Toward earlier identification and preventative intervention in schizophrenia: Evidence from the London Child Health and Development Study.


Purpose: The London Child Health and Development Study (CHADS) is a prospective, longitudinal investigation of children, sampled from the general community aged 9-11 years and assessed biennially, who present premorbid risk markers for schizophrenia. The study aims to characterise developmental trajectories of psychological, cognitive, and biological functioning in at-risk children and identify potential targets for early preventative intervention. This review summarises CHADS findings, discusses these in the context of recent theory regarding aetiology and prevention of schizophrenia, and highlights challenges to be addressed with future research. Methods: We review (1) epidemiological information on the prevalence and correlates of developmental antecedents of schizophrenia in the general child population, (2) evidence of psychosocial, cognitive, and biological dysfunctions in at-risk children presenting multiple antecedents of schizophrenia and at-risk children with a family history of schizophrenia, and (3) related findings from an associated sample of help-seeking children receiving intervention.
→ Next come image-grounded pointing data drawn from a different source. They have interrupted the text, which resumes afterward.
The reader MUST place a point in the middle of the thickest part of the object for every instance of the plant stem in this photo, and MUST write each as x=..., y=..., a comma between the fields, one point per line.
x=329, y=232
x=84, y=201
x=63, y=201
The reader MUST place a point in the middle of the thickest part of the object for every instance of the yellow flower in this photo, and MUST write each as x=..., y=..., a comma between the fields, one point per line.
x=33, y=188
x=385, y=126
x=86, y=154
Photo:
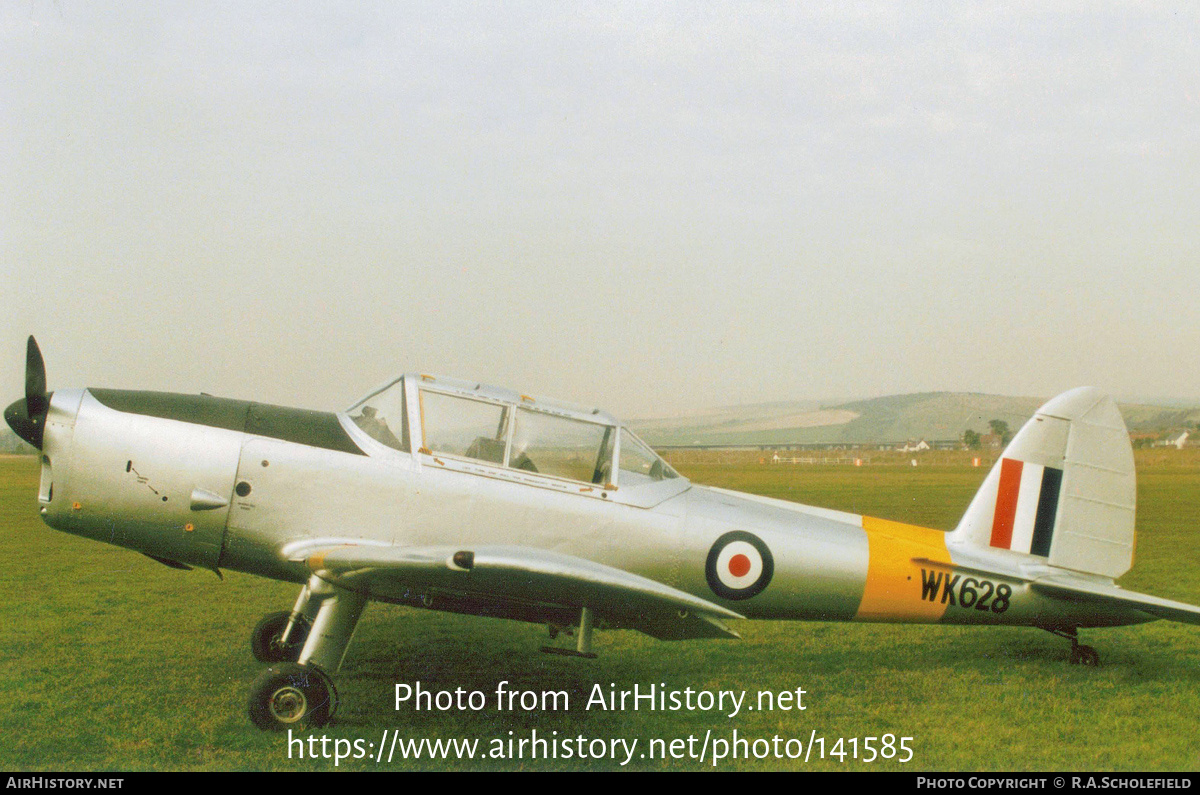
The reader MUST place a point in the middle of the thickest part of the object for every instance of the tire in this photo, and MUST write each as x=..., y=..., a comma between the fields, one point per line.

Results: Community-based screening of 9-11-year olds identified ~9 % with a triad of antecedents of schizophrenia [including psychotic-like experiences (PLEs)] who are putatively at-risk of psychosis; these children reported greater exposure and responsivity to stressors, impairments in general intelligence and specific cognitive functions, brain structure and function abnormalities, and neuromotor dysfunction. Preliminary evidence suggests distressing PLEs are a viable target for cognitive-behavioural intervention in at-risk children. Conclusions: Intervention in early, premorbid phases of illness might alleviate current difficulties and avert future schizophrenia using benign treatments. The CHADS programme has identified several markers that may index early pathophysiology and constitute potential targets for preventative intervention.